La stanza di Mario Cervi

Vorrei parlare di lavoro, dobbiamo smetterla di tritare aria fritta, è davvero ora di piantarla con i «pezzi di carta». Noi purtroppo abbiamo in mente una distinzione molto falsata fra lavoro manuale e lavoro intellettuale. Un tempo, quando c’erano operai e contadini quasi analfabeti, oppure intellettuali umanisti, questa distinzione poteva avere senso, ma oggi che senso ha dire che un tecnico (di impianti di combustione, di impianti termoelettrici o di macchine) fa un lavoro manuale mentre l’impiegato ne fa uno intellettuale? Il tecnico affronta problemi che costituiscono una vera sfida intellettuale con un sapere che ha acquisito in anni di studio e di lavoro. L’altro spesso fa un’attività di routine che richiede solo di adoperare, in modo a volte elementare, il computer (leggi bancari, commercialisti, avvocati...). La nostra economia ha bisogno di tecnici preparati, un disperato bisogno. E non solo nelle tradizionali professioni industriali, ma anche nelle attività di servizio: elettricista, idraulico, giardiniere, esperto di impianti di sicurezza, cuoco e pasticciere, infermiere o tecnico di infissi. Anzi, oggi serve un sapere teorico-pratico anche per fare il semplice commesso... Invece questi tecnici mancano, le imprese li cercano e non li trovano. Molte famiglie e molti giovani vanno ancora all’università per avere il «pezzo di carta» e sognano un lavoro intellettuale, magari di diventare subito scrittore, avvocato, giornalista, conduttore televisivo. E poi si trovano in diecimila a un concorso per cinque posti da vigile urbano o da impiegato statale.
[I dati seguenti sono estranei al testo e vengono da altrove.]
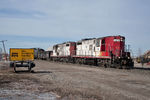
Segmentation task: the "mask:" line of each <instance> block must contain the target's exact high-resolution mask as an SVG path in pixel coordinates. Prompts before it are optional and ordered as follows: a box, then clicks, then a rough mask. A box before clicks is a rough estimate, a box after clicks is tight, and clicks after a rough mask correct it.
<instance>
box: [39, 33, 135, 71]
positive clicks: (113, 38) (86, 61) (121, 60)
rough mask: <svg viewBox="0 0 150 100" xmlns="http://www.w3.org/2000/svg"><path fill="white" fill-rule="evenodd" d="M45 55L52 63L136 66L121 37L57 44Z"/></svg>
mask: <svg viewBox="0 0 150 100" xmlns="http://www.w3.org/2000/svg"><path fill="white" fill-rule="evenodd" d="M43 54H45V57H44V58H45V59H47V60H51V61H60V62H68V63H77V64H88V65H96V66H104V67H115V68H133V66H134V62H133V60H132V58H131V56H130V52H126V51H125V37H124V36H120V35H118V36H106V37H101V38H88V39H82V40H80V41H77V42H71V41H69V42H65V43H61V44H56V45H54V46H53V50H52V51H49V52H48V51H47V52H41V55H43ZM46 54H47V55H46Z"/></svg>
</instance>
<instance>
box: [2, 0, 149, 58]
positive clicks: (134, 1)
mask: <svg viewBox="0 0 150 100" xmlns="http://www.w3.org/2000/svg"><path fill="white" fill-rule="evenodd" d="M149 10H150V0H0V40H8V41H7V42H6V47H7V51H8V49H9V48H11V47H27V48H28V47H41V48H44V49H47V48H48V47H49V46H52V45H53V44H56V43H61V42H64V41H71V40H72V41H76V40H80V39H82V38H88V37H90V38H91V37H103V36H108V35H123V36H125V37H126V43H127V44H130V45H131V49H132V51H133V53H134V55H137V54H138V48H141V50H142V52H144V51H146V50H148V49H150V45H149V43H150V40H149V38H150V13H149ZM0 47H2V45H1V44H0Z"/></svg>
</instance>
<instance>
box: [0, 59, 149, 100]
mask: <svg viewBox="0 0 150 100" xmlns="http://www.w3.org/2000/svg"><path fill="white" fill-rule="evenodd" d="M35 63H36V67H35V68H33V70H34V71H33V72H32V73H29V72H27V71H25V70H26V69H27V68H26V69H21V68H18V70H20V71H19V72H18V73H14V72H13V69H12V68H9V66H8V65H9V63H8V62H5V63H4V62H0V100H150V69H149V68H150V67H149V66H145V67H143V68H142V69H141V66H140V65H139V64H135V69H133V70H125V69H114V68H100V67H95V66H88V65H76V64H65V63H57V62H48V61H41V60H36V61H35ZM21 70H22V71H21ZM23 70H24V71H23Z"/></svg>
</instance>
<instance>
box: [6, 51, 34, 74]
mask: <svg viewBox="0 0 150 100" xmlns="http://www.w3.org/2000/svg"><path fill="white" fill-rule="evenodd" d="M9 57H10V61H11V63H10V66H11V67H14V71H15V72H17V71H16V67H28V70H29V71H31V69H32V68H33V67H34V66H35V64H34V62H33V61H34V49H26V48H10V56H9Z"/></svg>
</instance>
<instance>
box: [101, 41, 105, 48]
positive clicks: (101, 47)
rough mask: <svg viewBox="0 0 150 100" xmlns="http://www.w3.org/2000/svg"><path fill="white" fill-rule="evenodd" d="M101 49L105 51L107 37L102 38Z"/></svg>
mask: <svg viewBox="0 0 150 100" xmlns="http://www.w3.org/2000/svg"><path fill="white" fill-rule="evenodd" d="M101 51H105V39H102V45H101Z"/></svg>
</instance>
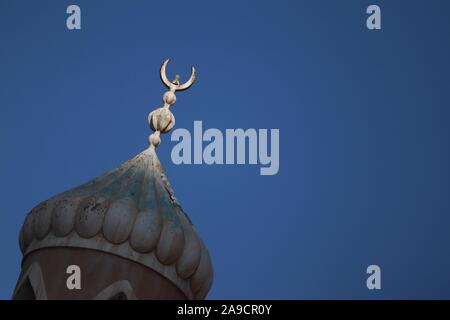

La sfida della concorrenza globale ci vuole preparati. Dobbiamo svegliarci un po’ tutti, soprattutto quelli della mia generazione, mettere da parte e far mettere da parte ai nostri figli le fantasie... guardare in faccia la realtà come i nostri genitori hanno fatto nel Dopoguerra quando, in pochi anni, siamo usciti dalla miseria, come ha fatto la Cina, come stanno facendo il Brasile e l’India.